2) Não apego. O apego é uma das raízes do sofrimento. Trata-se aqui de apego a estados emocionais, a crenças e a percepções, a determinados valores, a pessoas, a versões da realidade ou a expectativas. Apego que prende e que gera sofrimento. É fundamental entendermos isso: sofremos muito devido ao fato de estarmos apegados a determinadas ideias, acreditando que as coisas “deveriam ser de determinada forma”. O sofrimento é aliviado quando reconhecemos e aceitamos a realidade como ela é, abrindo mão (ou desapegando) da ideia de que a realidade deveria ser diferente. Trata-se de reconhecer nossos “apegos” e “deixá-los ir”, “deixá-los passar” (Swenson, 2016).

3) Interligação com um todo. Embora distintos e únicos, somos também parte de um todo interconectado e interdependente de histórias e vidas. Até mesmo o conceito que fazemos de nós mesmos é transitório, pois nossas ideias vêm em parte das ideias de outros que ouvimos em determinados momentos de nossas vidas e, além disso, nossa visão de mundo e da realidade segue em transformação. Estamos ligados a uma rede de relações sociais e ao mundo, por meio de ligações fluidas, como as ondas no mar, que são distintas no tempo, mas interconectadas e parte de um mesmo oceano (Swenson, 2016). 

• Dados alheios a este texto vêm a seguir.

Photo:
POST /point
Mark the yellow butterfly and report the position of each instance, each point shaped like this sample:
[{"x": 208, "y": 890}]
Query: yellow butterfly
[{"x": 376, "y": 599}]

 4) Impermanência. A natureza da realidade é ser impermanente. Entender esse conceito em profundidade pode ser transformador, ajudando a aliviar nosso sofrimento e nosso estresse. Emoções, pensamentos, ações e situações mudam e estão sempre em fluxo de mudança (Swenson, 2016). As emoções passam. Compreender realmente esse conceito pode diminuir a dor de uma crise e aumentar a tolerância diante dela, tendo em vista que a situação de crise não será eterna, ainda que se tenha essa sensação. Do mesmo modo, uma emoção agradável seguirá seu curso, já que nenhuma emoção é eterna. Cada momento é único e a mudança/impermanência é inevitável.

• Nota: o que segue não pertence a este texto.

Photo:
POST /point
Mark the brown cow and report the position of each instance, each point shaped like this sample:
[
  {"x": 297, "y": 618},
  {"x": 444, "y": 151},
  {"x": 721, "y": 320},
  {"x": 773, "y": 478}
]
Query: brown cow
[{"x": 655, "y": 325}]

5) As coisas são perfeitas como são. Esse conceito pode parecer provocativo inicialmente. De fato, a ideia aqui não é considerar que o mundo é justo e que aprovamos tudo. Esse princípio convida-nos a considerar o quanto as coisas são o que são, uma vez que são o resultado de tudo o que aconteceu anteriormente. Tudo o que está posto hoje é resultado do que veio antes (Swenson, 2016). Não temos como mudar o passado e o passado também foi causado pelo que veio antes. Dessa forma, enquanto aceitamos que a realidade é o que é e não poderia ser diferente, considerando o que levou à essa realidade, a nossa ação hoje tem uma enorme importância, pois é um fator determinando o que virá depois. O que fazemos hoje importa e terá influência sobre a realidade em processo e o amanhã. 

Desejo que essas ideias gerem boas reflexões a todos na sua jornada de crescimento. Aos terapeutas recomendo a leitura de Swenson (2016): “DBT Principles in Action” para aprofundar o entendimento sobre esses e outros princípios que compõem a DBT. Até a próxima!

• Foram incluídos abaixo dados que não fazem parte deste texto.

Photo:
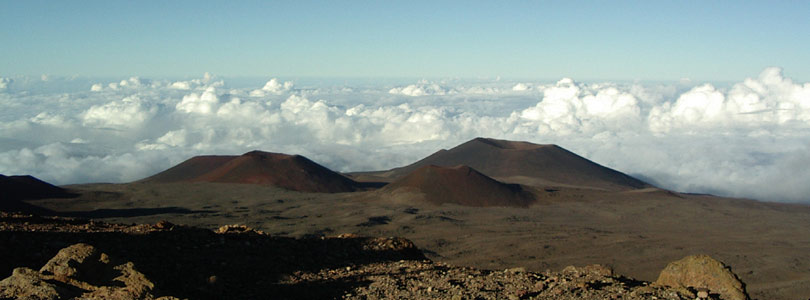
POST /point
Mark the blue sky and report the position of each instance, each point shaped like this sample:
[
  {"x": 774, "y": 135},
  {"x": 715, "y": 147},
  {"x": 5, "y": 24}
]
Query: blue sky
[{"x": 586, "y": 40}]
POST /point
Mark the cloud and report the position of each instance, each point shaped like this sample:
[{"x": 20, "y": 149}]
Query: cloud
[
  {"x": 749, "y": 139},
  {"x": 5, "y": 83},
  {"x": 569, "y": 107},
  {"x": 520, "y": 87},
  {"x": 422, "y": 88},
  {"x": 130, "y": 112},
  {"x": 203, "y": 104},
  {"x": 274, "y": 86},
  {"x": 764, "y": 102}
]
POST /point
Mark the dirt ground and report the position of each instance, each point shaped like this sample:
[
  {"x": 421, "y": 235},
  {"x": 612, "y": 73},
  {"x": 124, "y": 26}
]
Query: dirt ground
[{"x": 636, "y": 232}]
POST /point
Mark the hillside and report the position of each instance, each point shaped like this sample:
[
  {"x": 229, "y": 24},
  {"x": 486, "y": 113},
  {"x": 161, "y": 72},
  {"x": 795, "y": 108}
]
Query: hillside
[
  {"x": 292, "y": 172},
  {"x": 521, "y": 162},
  {"x": 459, "y": 185}
]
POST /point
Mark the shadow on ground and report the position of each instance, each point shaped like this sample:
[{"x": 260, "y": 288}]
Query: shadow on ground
[{"x": 201, "y": 264}]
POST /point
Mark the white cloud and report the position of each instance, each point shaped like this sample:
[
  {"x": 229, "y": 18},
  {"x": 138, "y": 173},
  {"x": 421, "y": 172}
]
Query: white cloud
[
  {"x": 204, "y": 104},
  {"x": 274, "y": 87},
  {"x": 181, "y": 85},
  {"x": 520, "y": 87},
  {"x": 422, "y": 88},
  {"x": 130, "y": 112},
  {"x": 569, "y": 107},
  {"x": 748, "y": 140},
  {"x": 5, "y": 83}
]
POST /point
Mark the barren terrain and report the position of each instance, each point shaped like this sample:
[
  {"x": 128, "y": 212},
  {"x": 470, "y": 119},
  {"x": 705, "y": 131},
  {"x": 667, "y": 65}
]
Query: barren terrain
[
  {"x": 636, "y": 232},
  {"x": 488, "y": 204}
]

*Assim como deixamos claros os pressupostos do treinamento de habilidades (por exemplo, com o uso da ficha geral 4 – veja no Manual de Treino de Habilidades para o paciente, de Linehan, 2018), com o mesmo intuito costumo disponibilizar o conteúdo do texto acima para os pacientes lerem em casa, refletirem e, então, discutimos esses conceitos em sessão. Esses “pressupostos” podem ser desafiadores, convidando ao uso de flexibilidade psicológica.

Referências:

Linehan, M.M. (2018). Treinamento de Habilidades em DBT – Manual de Terapia Comportamental Dialética para o Paciente (2nd ed.). Porto Alegre: Artmed.

Swenson, C. S. (2016). DBT Principles in Action: Acceptance, Change, and Dialectics. New York/London: The Guilford Press.

Welch, S. S., Rizvi, S. & Dimidjan, S. (2006). Mindfulness in Dialectical Behavior Therapy (DBT) for Borderline Personality Disorders. Em: Mindfulness-based treatment approaches: clinician’s guide to evidence-base and applications. Elsevier, Academic Press.